Travis Tygart hatte in seiner Funktion als Präsident der US-Antidoping-Agentur (USADA) in einer US-Fernsehsendung die Vorwürfe gegen Saugy erhoben. Demnach soll dieser Armstrong 2002 auf Geheiß des Weltverbandes (UCI) den "Schlüssel" zum Test gegeben haben. Ein Jahr zuvor hatte Armstrong bei der Tour de Suisse eine auf EPO-Doping weisende Probe abgegeben.

Dass er wie von Tygart ausgeführt von der UCI 2002 den Befehl erhalten habe, Armstrong und US-Postal-Manager Johan Bruyneel vor der Tour de France 2002 zu treffen, um ihnen die Methode zum Nachweis von EPO zu präsentieren, stritt Saugy nicht ab. "Ich bin überzeugt, dass das zu machen okay war.
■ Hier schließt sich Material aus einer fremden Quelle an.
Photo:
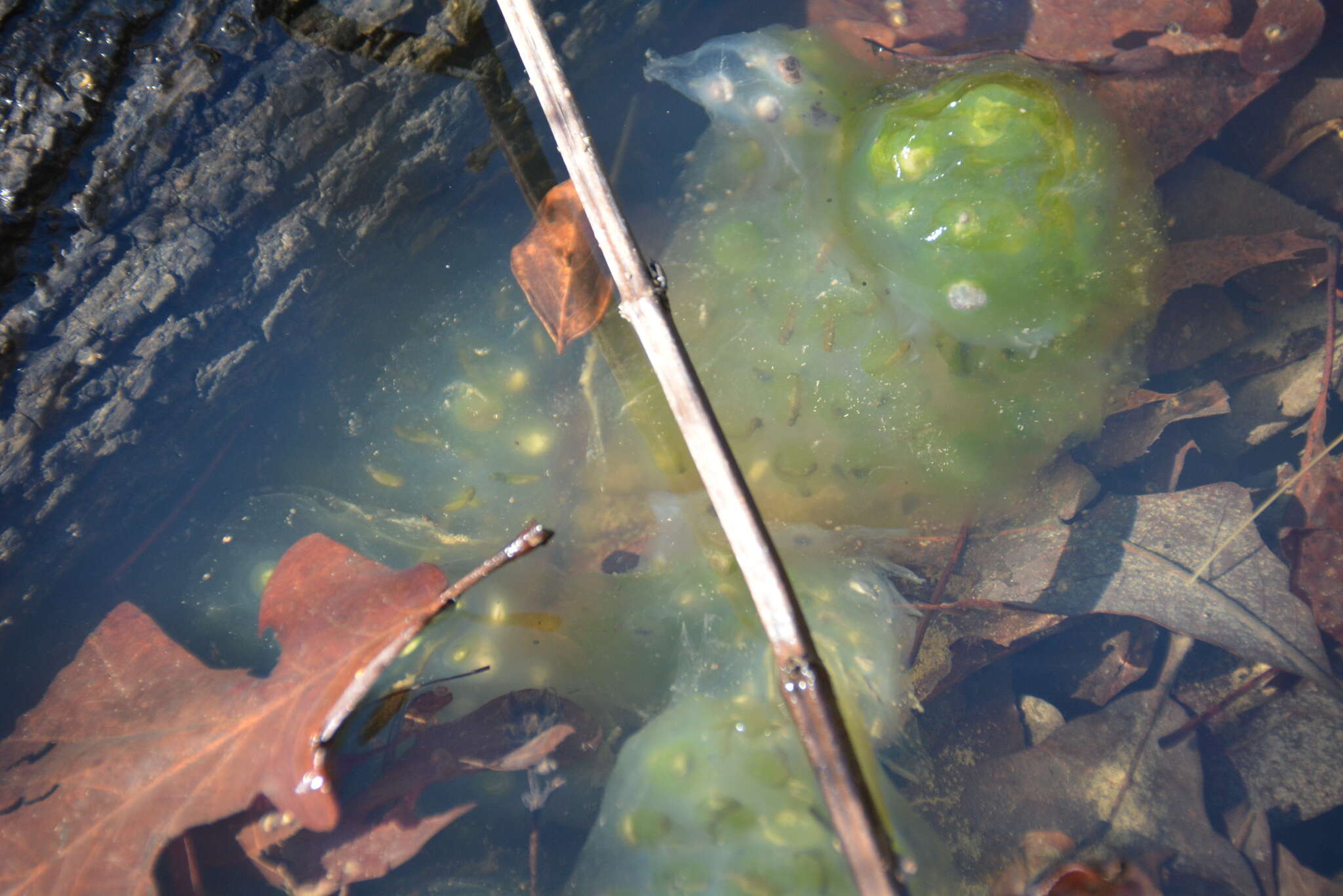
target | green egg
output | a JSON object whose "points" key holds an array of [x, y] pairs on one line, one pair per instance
{"points": [[474, 410], [645, 828], [769, 769]]}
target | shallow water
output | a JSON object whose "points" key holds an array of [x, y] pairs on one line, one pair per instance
{"points": [[433, 419]]}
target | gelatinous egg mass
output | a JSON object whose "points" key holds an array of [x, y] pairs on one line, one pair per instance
{"points": [[915, 294], [993, 205]]}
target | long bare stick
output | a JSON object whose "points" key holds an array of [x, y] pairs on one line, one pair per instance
{"points": [[802, 677]]}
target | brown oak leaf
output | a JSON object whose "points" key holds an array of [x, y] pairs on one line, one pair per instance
{"points": [[137, 741], [557, 270]]}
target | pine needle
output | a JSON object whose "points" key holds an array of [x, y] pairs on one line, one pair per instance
{"points": [[1202, 567]]}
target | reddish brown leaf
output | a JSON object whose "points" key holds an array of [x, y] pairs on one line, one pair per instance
{"points": [[315, 865], [1281, 34], [1123, 659], [137, 741], [1088, 30], [866, 26], [380, 828], [1194, 324], [1217, 260], [1176, 109], [557, 270]]}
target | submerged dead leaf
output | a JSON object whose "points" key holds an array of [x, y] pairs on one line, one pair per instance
{"points": [[380, 828], [1070, 785], [1129, 556], [137, 741], [1100, 31], [1217, 260], [865, 28], [1129, 435], [557, 270]]}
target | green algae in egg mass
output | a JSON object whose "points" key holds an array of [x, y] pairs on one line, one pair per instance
{"points": [[904, 300]]}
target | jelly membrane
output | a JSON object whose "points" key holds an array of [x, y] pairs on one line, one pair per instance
{"points": [[902, 300]]}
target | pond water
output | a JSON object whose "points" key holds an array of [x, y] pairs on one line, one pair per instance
{"points": [[428, 416]]}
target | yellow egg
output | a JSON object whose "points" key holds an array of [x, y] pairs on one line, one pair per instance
{"points": [[536, 444], [384, 477]]}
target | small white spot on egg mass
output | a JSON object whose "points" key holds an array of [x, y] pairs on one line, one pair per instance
{"points": [[966, 296]]}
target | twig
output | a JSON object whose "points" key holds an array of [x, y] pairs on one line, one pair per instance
{"points": [[805, 684], [938, 591], [1298, 146], [1315, 436], [1217, 709], [532, 536]]}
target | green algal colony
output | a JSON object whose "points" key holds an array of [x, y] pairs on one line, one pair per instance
{"points": [[902, 302]]}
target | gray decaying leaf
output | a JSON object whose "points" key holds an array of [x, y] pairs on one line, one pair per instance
{"points": [[1133, 556], [1283, 749], [1126, 437], [1070, 782]]}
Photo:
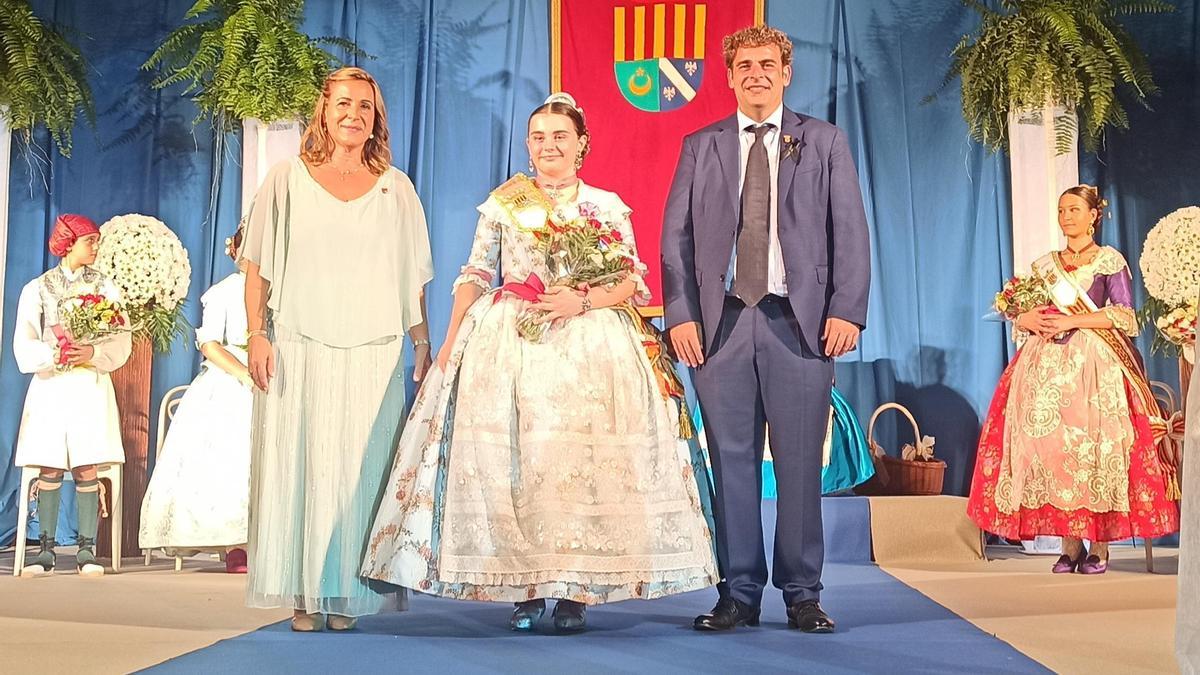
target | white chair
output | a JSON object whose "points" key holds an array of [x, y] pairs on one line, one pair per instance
{"points": [[166, 414], [109, 471]]}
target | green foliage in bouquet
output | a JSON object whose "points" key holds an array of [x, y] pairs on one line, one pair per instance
{"points": [[43, 77], [1149, 316], [246, 59], [159, 324], [1071, 53]]}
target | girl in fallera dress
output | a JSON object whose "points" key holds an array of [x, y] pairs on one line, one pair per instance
{"points": [[70, 420], [199, 490], [1068, 447], [553, 469]]}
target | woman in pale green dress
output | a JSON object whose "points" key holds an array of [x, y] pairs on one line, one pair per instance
{"points": [[336, 256]]}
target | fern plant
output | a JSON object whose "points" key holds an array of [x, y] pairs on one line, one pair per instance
{"points": [[1069, 53], [43, 78], [246, 59]]}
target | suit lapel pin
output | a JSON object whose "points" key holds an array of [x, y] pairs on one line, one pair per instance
{"points": [[791, 147]]}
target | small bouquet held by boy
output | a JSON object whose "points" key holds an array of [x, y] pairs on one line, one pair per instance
{"points": [[85, 320]]}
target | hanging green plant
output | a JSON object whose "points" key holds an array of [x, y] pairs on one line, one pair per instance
{"points": [[246, 59], [43, 77], [1069, 53]]}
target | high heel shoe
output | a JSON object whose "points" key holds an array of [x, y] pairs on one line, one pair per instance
{"points": [[570, 616], [1066, 565], [1093, 565], [339, 622], [527, 615], [309, 622]]}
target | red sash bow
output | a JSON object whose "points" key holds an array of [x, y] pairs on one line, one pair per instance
{"points": [[528, 290]]}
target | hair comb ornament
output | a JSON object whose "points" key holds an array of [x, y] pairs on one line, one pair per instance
{"points": [[565, 99]]}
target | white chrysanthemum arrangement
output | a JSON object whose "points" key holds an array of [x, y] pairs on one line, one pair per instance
{"points": [[1170, 269], [148, 263]]}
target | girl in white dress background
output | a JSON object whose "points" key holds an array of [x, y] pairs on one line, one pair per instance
{"points": [[70, 420], [199, 490]]}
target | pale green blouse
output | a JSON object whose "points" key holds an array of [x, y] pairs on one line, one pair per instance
{"points": [[341, 273]]}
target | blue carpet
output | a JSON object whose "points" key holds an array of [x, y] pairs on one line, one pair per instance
{"points": [[882, 626]]}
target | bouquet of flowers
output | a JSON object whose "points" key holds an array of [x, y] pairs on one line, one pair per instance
{"points": [[1170, 269], [85, 320], [1179, 327], [581, 252], [1020, 294], [145, 260]]}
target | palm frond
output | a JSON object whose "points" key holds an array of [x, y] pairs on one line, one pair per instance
{"points": [[43, 79], [1032, 53], [241, 59]]}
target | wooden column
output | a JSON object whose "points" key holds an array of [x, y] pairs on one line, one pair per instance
{"points": [[132, 386]]}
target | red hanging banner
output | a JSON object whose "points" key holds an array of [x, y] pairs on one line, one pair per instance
{"points": [[646, 73]]}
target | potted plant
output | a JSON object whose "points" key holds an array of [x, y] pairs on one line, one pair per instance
{"points": [[247, 61], [1072, 54]]}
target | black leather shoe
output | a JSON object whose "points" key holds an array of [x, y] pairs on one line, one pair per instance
{"points": [[570, 616], [727, 614], [809, 617]]}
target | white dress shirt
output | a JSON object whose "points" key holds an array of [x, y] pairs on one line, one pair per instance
{"points": [[777, 279]]}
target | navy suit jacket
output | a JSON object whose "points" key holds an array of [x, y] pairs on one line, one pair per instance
{"points": [[822, 227]]}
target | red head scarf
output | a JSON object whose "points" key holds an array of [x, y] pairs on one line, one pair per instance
{"points": [[67, 230]]}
Es war weder ein Fehler, noch eine Naivität, wie manche meinen."

Es sei geradezu paradox, dass sich jenes Labor, in denen die ersten EPO-Dopingfälle nachgewiesen wurden, mit einem großen Champion treffen soll, um ihm den "Schlüssel" zu den Test zu geben. "Die Antidoping-Kontrollen, das ist die Zielsetzung unseres Lebens im Labor", stellte Saugy klar.